Não podias ficar nesta cama comigo
em trânsito mortal até ao dia sórdido
canino
policial
até ao dia que não vem da promessa
puríssima da madrugada
mas da miséria de uma noite gerada
por um dia igual

Não podias ficar presa comigo
à pequena dor que cada um de nós
traz docemente pela mão
a esta pequena dor à portuguesa
tão mansa quase vegetal

Não tu não mereces esta cidade não mereces
esta roda de náusea em que giramos
até à idiotia
esta pequena morte
e o seu minucioso e porco ritual
esta nossa razão absurda de ser

Não tu és da cidade aventureira
da cidade onde o amor encontra as suas ruas
e o cemitério ardente
da sua morte
tu és da cidade onde vives por um fio
de puro acaso
onde morres ou vives não de asfixia
mas às mãos de uma aventura de um comércio puro
sem a moeda falsa do bem e do mal

*

Nesta curva tão terna e lancinante
que vai ser que já é o teu desaparecimento
digo-te adeus
e como um adolescente
tropeço de ternura
por ti.
Alexandre O'Neill, Poesias Completas

Longe de Veracruz


"Nem toda a gente sabe que penso nunca voltar a Veracruz e às suas praias longínquas.
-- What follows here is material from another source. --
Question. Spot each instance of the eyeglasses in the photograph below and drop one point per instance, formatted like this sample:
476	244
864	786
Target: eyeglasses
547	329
Fui feliz aí, o mês passado, em noite de lua cheia, em Los Portales, nem antes nem depois dessa noite, no último mês de Julho da minha juventude. Mas penso nunca voltar, pois sei muito bem que a nostalgia de um lugar apenas se enriquece se se conservar como nostalgia, e que a sua recuperação significa a morte."
Enrique Vila-Matas, Longe de Veracruz

23.8.09

Nas noites mais longas dessas viagens intermináveis, escrevia páginas e páginas com nomes de cidades abandonadas junto ao mar, e de plantas que provocavam alucinações. Depois queimava tudo.
O arranhar do lápis no papel subia pelas paredes e entranhava-se no corpo, feria a pele e abrigava-se atrás dos olhos. Nessas noites de silêncio ensurdecedor esperava por vozes que nunca chegavam, sentava-me à janela e imaginava as ruas que atravessaria no dia seguinte.

Passou algum tempo desde a última vez que tentei escrever. As palavras parecem não querer sair. Ficam como que presas atrás dos olhos, escondidas onde não as consigo encontrar e passar para o papel. Days have gone by since I wrote my last poem. Now words seem to come out without any sense, without feeling. So I stay here, waiting for some unexpected inspiration, for some brilliant sentence that may change everything.